Pena would come at a reduced price and on a one- or two-year deal. He's not the most appealing candidate, but if the Cubs plan to spend big on pitching and the outfield, he is probably the best candidate out there.
Closer Joquin Benoit makes the list because I'm not totally convinced the Cubs will make Pedro Strop their closer. Strop looked great down the stretch for the Cubs but hardly has any closer experience and is being called on to fill a major void in the bullpen.
Ideally, the Cubs could ease him into the role like they planned to do at the end of the year. They don't have that chance anymore but still appear poised to give him a opportunity.
Signing a closer like Benoit, who was moved into the role created by injuries, would give the Cubs leverage and allow them to see what fits heading into the 2014 season. Benoit racked up 24 saves with a 2.01 ERA and a 1.03 WHIP in 66 appearances.
The 36-year-old reliever could be enticed to join the bullpen with a lucrative two-year deal. He may pursue a closing job after his success, but it is possible he will take a job that is secure and fill-in as needed.
Phil Hughes is coming off the worst year of his career and may be better suited moving to the National League. Well, he's probably just better suited out of New York.
Coming into New York as a top pitching prospect, Hughes lived up to expectations briefly, but he has not been able to put it together and has been subjected to scrutiny all along the way.
There is no doubt Hughes has good stuff and an ability to pitch late into games, but the question comes down to consistency and health. Should the Cubs take a chance on the 27-year-old pitcher?
Hughes would give the Cubs a solid middle of the rotation starter who could fill-in like Jason Marquis did back in 2007-2008. A three-year deal in the range of $12-15 million annually would be a worthwhile investment, especially with the uncertainly among the Cubs' pitching prospects.
He's a great buy-low candidate who may be willing to take a one-year deal to revitalize his value.
Choo displayed an uncanny knack for getting on-base this season, posting a .285 average with 21 home runs, 107 runs, and a .423 OBP in 154 games.
The Cubs need more offense, and a player, preferably a left-handed bat, to take some attention off of Anthony Rizzo while giving him more opportunities to drive in runs. Choo would be that player, and he would be an intriguing long-term acquisition for the Cubs, considering the young talent that is nearing the majors.

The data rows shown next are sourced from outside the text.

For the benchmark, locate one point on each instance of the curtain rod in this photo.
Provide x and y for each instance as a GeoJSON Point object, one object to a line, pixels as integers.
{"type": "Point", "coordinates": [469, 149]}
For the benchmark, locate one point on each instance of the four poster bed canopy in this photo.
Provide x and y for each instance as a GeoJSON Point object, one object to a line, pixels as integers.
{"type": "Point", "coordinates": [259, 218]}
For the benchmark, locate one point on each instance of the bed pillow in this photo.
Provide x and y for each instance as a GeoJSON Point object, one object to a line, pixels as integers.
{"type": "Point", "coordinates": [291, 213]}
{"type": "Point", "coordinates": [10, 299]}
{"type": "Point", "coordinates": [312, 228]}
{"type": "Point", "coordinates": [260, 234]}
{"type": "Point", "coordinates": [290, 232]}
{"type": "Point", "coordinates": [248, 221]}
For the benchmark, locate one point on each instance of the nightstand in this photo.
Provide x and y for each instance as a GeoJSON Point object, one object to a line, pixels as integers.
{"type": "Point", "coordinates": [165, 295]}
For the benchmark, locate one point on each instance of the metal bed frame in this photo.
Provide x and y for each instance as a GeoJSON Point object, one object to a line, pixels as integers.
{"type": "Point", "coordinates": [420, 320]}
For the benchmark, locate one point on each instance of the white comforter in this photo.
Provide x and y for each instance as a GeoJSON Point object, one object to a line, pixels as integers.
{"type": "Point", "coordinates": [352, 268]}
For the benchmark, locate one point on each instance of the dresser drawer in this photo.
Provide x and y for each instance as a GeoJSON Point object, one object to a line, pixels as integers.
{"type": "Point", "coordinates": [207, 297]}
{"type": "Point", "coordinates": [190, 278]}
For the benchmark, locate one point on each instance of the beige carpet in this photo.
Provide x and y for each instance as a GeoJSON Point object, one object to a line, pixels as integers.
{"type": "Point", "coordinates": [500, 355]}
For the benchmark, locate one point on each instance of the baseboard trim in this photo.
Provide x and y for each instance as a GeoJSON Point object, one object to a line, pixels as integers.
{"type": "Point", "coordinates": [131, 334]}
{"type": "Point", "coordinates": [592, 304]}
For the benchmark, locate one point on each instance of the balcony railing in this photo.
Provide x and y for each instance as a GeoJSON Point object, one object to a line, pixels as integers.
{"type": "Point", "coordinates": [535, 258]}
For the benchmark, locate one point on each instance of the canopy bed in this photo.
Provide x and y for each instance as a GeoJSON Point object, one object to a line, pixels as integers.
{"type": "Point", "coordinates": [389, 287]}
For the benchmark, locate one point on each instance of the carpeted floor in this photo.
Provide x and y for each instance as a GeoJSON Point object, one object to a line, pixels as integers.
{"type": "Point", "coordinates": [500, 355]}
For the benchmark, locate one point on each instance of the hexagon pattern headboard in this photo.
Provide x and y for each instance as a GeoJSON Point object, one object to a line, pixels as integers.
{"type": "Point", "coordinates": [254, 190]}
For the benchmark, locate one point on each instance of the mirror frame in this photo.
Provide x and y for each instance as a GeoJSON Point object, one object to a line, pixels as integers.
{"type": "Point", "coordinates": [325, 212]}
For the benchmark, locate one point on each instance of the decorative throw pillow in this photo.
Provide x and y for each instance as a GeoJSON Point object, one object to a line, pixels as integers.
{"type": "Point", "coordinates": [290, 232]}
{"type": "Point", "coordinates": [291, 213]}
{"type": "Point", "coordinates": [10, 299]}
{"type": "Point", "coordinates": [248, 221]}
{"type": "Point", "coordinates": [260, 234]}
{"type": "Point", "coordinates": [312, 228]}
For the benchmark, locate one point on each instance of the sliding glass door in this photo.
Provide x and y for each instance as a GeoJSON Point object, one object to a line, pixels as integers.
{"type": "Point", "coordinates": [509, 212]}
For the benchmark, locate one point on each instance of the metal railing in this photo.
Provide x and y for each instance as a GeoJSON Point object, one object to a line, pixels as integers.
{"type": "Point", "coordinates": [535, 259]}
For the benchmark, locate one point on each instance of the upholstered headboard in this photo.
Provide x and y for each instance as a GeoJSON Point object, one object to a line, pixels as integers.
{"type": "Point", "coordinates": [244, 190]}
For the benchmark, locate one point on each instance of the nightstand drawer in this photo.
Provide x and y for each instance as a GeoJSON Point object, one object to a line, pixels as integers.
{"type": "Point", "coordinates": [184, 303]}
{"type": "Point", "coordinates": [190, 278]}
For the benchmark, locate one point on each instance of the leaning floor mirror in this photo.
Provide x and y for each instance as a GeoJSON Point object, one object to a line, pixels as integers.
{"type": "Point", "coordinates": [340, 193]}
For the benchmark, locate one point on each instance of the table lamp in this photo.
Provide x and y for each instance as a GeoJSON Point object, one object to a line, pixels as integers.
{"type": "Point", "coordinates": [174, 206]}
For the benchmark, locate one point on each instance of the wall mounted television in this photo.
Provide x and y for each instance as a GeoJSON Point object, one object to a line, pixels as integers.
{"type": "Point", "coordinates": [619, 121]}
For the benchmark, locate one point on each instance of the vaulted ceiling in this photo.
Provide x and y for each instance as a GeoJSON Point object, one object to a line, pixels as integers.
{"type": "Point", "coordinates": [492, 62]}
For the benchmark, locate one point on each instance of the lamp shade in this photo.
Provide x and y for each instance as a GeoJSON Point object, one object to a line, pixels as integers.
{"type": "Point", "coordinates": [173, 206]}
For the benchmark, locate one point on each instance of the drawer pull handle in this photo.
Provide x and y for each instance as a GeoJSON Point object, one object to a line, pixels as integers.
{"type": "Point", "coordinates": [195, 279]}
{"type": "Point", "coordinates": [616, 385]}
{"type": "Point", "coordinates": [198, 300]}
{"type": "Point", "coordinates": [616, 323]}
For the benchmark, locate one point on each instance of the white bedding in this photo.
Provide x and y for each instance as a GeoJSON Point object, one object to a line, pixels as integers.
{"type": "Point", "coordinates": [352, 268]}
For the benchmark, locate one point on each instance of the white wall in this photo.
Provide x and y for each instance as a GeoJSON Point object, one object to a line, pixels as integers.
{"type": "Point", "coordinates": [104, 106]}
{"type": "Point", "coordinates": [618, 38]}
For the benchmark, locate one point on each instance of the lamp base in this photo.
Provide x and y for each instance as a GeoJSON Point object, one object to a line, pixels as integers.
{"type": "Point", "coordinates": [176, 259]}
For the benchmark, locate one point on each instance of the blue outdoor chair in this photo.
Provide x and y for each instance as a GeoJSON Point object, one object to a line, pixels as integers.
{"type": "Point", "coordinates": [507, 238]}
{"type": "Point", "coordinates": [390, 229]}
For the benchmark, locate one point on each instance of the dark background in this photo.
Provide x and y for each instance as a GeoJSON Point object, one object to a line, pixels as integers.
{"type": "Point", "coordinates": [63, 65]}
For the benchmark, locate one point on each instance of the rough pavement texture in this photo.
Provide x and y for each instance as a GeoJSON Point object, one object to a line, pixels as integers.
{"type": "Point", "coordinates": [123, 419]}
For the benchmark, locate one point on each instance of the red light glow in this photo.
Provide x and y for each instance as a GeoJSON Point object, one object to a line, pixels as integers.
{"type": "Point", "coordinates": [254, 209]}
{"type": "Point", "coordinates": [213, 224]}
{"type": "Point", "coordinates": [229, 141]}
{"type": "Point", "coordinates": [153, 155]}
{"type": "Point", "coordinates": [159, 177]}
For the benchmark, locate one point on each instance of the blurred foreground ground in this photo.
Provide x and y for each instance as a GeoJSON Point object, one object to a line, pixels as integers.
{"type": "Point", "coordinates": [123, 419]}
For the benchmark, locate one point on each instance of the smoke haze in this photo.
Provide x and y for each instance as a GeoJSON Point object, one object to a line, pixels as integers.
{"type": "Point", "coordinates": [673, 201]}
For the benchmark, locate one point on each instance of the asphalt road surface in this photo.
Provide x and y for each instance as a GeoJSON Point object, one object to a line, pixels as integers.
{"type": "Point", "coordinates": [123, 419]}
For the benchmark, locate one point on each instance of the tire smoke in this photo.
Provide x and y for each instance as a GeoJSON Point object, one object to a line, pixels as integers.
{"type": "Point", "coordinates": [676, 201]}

Choo would give the Cubs some stability in the outfield, as well as a veteran presence in the lineup and clubhouse. While he is seeking upwards of $100 million this offseason, if the Cubs play their cards right, they could be poised to strike a deal.
When the World Series wraps up this week, Choo will hit the free-agent market, and then we will see if the Cubs are for real this offseason.
MLB.com's Phil Rogers is reporting that the Cubs will make signing Masahiro Tanaka a priority this offseason. The 24-year-old pitcher is dominating hitters in Japan and is certain to attract considerable attention this offseason.
The Cubs have been heavily involved in international markets in recent years, but appear most serious about Tanaka, who fits in perfectly with the Cubs' long-term plans. Rogers writes on Tanaka:
He’s 6-2, 205 pounds with a fastball that tops out at 97 and a splitter that is wicked. He gets a lot of ground balls to go with swings and misses, and he will pitch at age 25 next season, meaning he should be at the peak of his career in 2015, when the Cubs hope to become consistent playoff contenders behind a rebuilt farm system and some well-chosen free agents.
Recently, I suggested the Cubs may be wise to avoid him as they are not as far along as they would like to be. However, Rogers makes a great point on how the Cubs need to do something to catch up to the Cardinals, Reds and Pirates.
Adding Tanaka would give them a perennial ace who could pitch in the majors at a high-level for the next decade.